CV

Overview

My greatest strengths are in deeply understanding and thoroughly documenting complex software systems; architecting software for long-term success and adaptability; and building & supporting a team of people to work better together. I take great satisfaction in reducing ongoing costs by taking on the backlog of lower-priority tasks which over time become a burden on productivity. I have a well-practiced ability to take high-level theory and use it directly in low-level, high-performance computing applications. The code I write is unusually reliable.

I prefer to work in a mixed technical/mentorship role for a team of developers, particularly using Haskell or similar technologies. Most of my work has been in developer tools, especially compiler technology, and performance engineering in both software & hardware. If you read about my experience below, and you think I can help you, tell me about your work at .

Experience

NVIDIA (Jan 2024 –)

PTX Team

I am currently a senior software engineer at NVIDIA working on the specification and implementation of the PTX instruction set architecture.

Groq (Feb 2019 – Dec 2022)

Compiler Team; Core Libraries Team

I joined Groq to work on a compiler written in Haskell from TensorFlow to the Groq TSP. The chip deliberately omits much of the control hardware found in stock CPUs and GPUs, such as automatic instruction fetching and caching; it is the responsibility of a frontend to implement such functions offline in software. This can have significant performance benefits, but also makes the device exceedingly difficult to program correctly, and likewise to write a compiler for. Therefore I designed an assembly language for v1 of the chip, derived from the backend of the Haskell-based compiler, which offers zero-cost abstractions that serve to make the chip resemble more conventional hardware.

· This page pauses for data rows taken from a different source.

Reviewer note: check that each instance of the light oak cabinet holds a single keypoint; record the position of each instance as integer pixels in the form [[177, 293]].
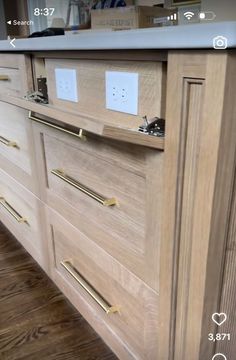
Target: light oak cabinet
[[139, 230]]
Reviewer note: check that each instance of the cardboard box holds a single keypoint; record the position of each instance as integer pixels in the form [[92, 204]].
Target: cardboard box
[[129, 17]]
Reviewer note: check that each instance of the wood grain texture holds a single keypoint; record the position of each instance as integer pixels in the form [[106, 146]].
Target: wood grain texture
[[135, 325], [86, 122], [37, 321], [131, 174], [205, 111], [29, 233], [18, 161], [228, 293], [18, 68]]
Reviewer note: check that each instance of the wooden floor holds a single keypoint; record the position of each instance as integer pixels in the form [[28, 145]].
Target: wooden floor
[[36, 320]]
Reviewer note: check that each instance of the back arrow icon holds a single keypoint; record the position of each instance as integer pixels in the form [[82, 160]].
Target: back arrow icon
[[11, 42]]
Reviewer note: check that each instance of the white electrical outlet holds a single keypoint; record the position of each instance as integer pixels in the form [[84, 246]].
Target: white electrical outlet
[[122, 92], [66, 84]]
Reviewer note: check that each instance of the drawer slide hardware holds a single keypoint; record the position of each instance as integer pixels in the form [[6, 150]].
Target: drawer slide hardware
[[12, 211], [4, 78], [79, 135], [8, 142], [101, 199], [88, 288]]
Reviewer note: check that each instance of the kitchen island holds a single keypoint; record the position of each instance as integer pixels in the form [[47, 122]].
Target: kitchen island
[[137, 230]]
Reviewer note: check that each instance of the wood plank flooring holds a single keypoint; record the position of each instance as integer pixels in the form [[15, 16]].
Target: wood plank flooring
[[36, 320]]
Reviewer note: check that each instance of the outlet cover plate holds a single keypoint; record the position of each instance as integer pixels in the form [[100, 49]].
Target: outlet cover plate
[[122, 91], [66, 84]]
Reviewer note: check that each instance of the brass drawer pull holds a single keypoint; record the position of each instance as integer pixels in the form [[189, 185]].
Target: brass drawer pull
[[101, 199], [8, 142], [12, 211], [4, 77], [79, 135], [88, 288]]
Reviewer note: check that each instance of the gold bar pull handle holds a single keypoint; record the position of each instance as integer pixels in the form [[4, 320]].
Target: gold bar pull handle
[[88, 288], [69, 180], [4, 78], [79, 134], [12, 211], [8, 142]]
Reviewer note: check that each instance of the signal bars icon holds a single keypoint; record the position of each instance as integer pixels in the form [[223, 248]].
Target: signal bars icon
[[172, 17], [189, 15]]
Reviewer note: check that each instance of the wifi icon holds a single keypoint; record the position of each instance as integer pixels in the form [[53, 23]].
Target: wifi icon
[[188, 15]]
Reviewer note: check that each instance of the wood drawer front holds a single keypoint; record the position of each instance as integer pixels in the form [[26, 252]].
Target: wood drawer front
[[19, 211], [136, 321], [130, 230], [15, 75], [16, 147], [91, 89]]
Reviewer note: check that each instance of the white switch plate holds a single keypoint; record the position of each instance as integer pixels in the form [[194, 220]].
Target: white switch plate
[[66, 84], [122, 92]]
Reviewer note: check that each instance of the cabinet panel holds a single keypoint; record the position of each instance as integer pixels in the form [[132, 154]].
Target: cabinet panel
[[135, 322], [20, 212], [16, 145]]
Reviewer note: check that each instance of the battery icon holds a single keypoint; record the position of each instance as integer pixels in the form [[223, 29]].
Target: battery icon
[[207, 15]]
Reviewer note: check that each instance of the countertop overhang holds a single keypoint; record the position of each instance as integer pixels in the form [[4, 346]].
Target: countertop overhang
[[194, 36]]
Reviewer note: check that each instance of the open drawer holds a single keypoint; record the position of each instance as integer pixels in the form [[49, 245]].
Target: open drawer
[[105, 189]]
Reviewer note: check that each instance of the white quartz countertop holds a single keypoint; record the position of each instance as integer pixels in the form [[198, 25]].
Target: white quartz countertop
[[194, 36]]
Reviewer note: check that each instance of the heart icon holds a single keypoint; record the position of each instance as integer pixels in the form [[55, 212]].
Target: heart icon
[[219, 318]]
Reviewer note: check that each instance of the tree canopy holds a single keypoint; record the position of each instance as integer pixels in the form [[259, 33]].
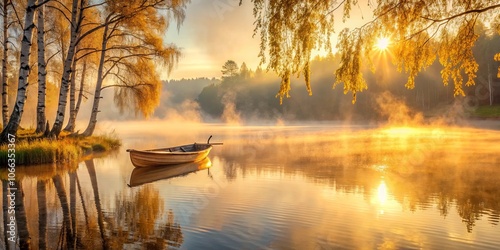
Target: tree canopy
[[420, 32]]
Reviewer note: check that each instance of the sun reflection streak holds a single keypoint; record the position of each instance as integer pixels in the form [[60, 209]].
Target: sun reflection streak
[[382, 193]]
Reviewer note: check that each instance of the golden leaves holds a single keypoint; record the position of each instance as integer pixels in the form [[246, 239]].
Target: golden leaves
[[422, 31], [289, 32]]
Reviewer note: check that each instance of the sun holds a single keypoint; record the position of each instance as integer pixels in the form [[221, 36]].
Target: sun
[[382, 43]]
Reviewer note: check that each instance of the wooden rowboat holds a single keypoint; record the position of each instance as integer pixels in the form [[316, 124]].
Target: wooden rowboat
[[141, 176], [168, 156]]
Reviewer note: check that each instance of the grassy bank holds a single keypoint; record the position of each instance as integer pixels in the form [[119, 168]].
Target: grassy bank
[[29, 150]]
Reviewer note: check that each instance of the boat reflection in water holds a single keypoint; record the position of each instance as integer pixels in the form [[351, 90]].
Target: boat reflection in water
[[145, 175]]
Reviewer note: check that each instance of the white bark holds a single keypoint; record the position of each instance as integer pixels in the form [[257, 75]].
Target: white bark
[[24, 71], [42, 73], [5, 85], [76, 17], [70, 127], [97, 95]]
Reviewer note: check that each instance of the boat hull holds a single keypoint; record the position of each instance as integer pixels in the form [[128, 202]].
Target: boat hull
[[169, 156], [141, 176]]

That assembler soon became the basis of a Python API, then a new compiler written in C++ using MLIR, and later a Haskell API. I also designed a revised assembler, also written in Haskell, to support v2 and future versions of the chip; this was based on some of my earlier personal research into typed assembly languages. This was meant to address correctness issues, so as to simplify feature development, as well as performance issues, to reduce ongoing costs. However, much of this work remained in progress when I left.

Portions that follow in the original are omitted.